Publié le 2024-11-22 14:35:00. Une nouvelle approche thérapeutique combinant deux types d’inhibiteurs pourrait permettre de surmonter la résistance aux traitements dans un type agressif de cancer du poumon, ouvrant ainsi de nouvelles perspectives pour les patients porteurs de mutations du gène KRAS.
- Une combinaison d’inhibiteurs pan-ERBB et d’inhibiteurs de la kinase Aurora a montré des résultats prometteurs pour contrer la résistance tumorale.
- Environ un tiers des adénocarcinomes du poumon présentent des mutations KRAS, souvent associées à une réponse thérapeutique limitée dans le temps.
- Les chercheurs estiment que cette stratégie pourrait accélérer le développement de traitements plus efficaces, certains inhibiteurs étant déjà approuvés ou en phase d’essais cliniques.
Face à l’agressivité de certains cancers du poumon et à leur capacité à développer une résistance aux traitements, une équipe internationale de chercheurs explore une nouvelle voie thérapeutique. Leur travail, axé sur l’adénocarcinome du poumon porteur de mutations du gène KRAS, pourrait changer la donne pour les patients confrontés à cette forme particulièrement difficile à traiter.

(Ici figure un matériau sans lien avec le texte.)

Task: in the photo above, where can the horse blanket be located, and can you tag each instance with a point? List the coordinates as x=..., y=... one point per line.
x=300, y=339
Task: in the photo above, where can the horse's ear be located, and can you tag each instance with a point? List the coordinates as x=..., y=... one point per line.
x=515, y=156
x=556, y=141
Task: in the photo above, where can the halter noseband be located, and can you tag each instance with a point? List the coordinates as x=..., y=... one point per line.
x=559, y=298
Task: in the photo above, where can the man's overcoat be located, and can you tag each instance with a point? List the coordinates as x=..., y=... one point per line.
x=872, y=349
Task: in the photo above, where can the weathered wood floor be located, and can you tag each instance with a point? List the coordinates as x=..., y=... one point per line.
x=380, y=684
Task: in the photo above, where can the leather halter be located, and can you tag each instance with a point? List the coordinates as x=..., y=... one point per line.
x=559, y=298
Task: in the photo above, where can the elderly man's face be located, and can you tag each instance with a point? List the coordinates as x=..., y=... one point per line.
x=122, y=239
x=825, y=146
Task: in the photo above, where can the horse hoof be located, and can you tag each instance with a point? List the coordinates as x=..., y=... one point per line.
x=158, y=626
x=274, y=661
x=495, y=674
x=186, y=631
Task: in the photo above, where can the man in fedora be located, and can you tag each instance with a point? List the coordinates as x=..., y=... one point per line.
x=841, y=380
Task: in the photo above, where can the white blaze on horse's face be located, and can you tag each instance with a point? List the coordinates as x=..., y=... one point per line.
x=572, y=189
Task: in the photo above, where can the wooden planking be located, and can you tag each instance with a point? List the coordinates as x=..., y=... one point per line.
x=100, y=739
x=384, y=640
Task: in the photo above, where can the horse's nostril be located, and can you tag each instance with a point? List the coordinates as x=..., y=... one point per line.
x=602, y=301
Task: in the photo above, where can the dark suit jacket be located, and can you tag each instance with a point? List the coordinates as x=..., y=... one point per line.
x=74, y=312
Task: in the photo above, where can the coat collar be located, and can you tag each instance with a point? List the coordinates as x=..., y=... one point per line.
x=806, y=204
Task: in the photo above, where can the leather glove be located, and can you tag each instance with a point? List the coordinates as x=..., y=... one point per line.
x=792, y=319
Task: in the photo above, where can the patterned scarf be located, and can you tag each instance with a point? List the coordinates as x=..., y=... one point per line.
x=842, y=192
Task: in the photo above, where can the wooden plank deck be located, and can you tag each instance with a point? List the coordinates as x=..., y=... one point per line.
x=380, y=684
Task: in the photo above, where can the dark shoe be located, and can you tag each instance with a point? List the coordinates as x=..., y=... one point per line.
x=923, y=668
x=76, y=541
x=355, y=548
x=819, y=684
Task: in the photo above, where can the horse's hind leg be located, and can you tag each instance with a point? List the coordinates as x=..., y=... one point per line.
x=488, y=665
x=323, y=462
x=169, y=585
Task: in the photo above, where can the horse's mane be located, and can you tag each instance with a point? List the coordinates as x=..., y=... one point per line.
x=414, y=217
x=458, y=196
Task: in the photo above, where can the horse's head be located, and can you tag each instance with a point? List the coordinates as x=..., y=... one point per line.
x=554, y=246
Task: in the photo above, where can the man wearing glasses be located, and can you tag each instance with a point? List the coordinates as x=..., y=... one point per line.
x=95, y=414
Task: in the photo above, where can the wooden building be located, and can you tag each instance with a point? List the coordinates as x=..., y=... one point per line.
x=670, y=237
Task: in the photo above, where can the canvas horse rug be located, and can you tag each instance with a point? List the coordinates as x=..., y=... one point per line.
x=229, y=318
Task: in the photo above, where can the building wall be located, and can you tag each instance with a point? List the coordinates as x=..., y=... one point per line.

L’étude, publiée dans la revue npj Oncologie de précision, met en lumière l’efficacité d’une combinaison d’inhibiteurs pan-ERBB et d’inhibiteurs de la kinase Aurora. Ces deux types de molécules, en agissant de concert, semblent capables de vaincre la résistance tumorale, un obstacle majeur dans la lutte contre ce cancer.
Les mutations KRAS sont présentes dans environ un tiers des cas d’adénocarcinome du poumon. Bien que des inhibiteurs spécifiques ciblant la mutation KRAS-G12C, comme le sotorasib, soient désormais disponibles, leur efficacité est souvent de courte durée, la tumeur finissant par développer une résistance. Cette situation souligne l’urgence de trouver des stratégies thérapeutiques offrant des réponses plus durables.
Les chercheurs ont découvert, grâce à un criblage de composés, que l’ajout d’inhibiteurs de l’Aurora kinase (AURK) renforçait considérablement l’action des inhibiteurs pan-ERBB, qui ciblent les familles de récepteurs de croissance cellulaire. La co-inhibition de ces deux cibles moléculaires a permis de réduire significativement la viabilité et la prolifération des cellules tumorales en laboratoire, et de surmonter la résistance aux inhibiteurs dans les modèles testés.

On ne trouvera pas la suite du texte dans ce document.